ABOOK Mar 2016 Goods Economy Manufacturing Empl

It is difficult to come to any other conclusion except that the BLS is overstating employment in general fashion across all industries. The “goods economy” is nothing like what the employment numbers suggest in macro terms, meaning that if there were truly a full boom in the labor market right now a manufacturing recession, complete with so many retailers cutting back, would be impossible. Spending is traced more than anything to employment and more so perceptions about the stability and permanence of employment (Friedman). Nervous consumers using online tools to cut back in spending (not to mention “savings” on gasoline) does not sketch backward to a robust jobs market; quite the opposite.

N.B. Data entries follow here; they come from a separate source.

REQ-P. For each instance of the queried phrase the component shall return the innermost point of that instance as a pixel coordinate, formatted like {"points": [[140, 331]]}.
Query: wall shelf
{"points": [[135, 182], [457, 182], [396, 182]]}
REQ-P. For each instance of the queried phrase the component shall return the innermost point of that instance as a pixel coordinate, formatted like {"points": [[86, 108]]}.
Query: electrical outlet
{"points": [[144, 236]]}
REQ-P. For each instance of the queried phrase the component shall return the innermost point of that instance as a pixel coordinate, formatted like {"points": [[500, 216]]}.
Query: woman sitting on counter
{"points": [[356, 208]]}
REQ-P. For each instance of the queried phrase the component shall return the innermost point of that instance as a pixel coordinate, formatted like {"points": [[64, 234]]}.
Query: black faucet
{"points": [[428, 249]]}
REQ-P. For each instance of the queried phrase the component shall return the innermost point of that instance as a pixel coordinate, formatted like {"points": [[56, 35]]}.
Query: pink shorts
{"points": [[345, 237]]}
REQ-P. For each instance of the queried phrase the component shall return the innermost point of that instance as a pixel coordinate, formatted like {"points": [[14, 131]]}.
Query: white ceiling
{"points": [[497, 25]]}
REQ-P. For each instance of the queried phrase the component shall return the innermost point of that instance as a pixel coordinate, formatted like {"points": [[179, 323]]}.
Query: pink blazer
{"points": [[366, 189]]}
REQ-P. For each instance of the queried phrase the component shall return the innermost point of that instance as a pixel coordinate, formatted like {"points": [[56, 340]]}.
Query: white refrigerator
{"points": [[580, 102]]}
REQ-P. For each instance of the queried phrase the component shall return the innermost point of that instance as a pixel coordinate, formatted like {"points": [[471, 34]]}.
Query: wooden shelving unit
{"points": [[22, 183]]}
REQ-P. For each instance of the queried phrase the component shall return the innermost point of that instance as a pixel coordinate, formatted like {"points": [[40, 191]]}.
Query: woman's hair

That point is emphasized in these individual economic segments where consumer doubt is directly impacting – retailers and manufacturers (foreign and domestic). Given what we interpret about a “manufacturing recession” it is not at all surprising to find so many retailers struggling to the point of bankruptcy and downsizing. If it looks like recession across so many different points of view, especially those closest to the real world rather than stochastic models, chances are very good there isn’t the slightest hint of “overheating.”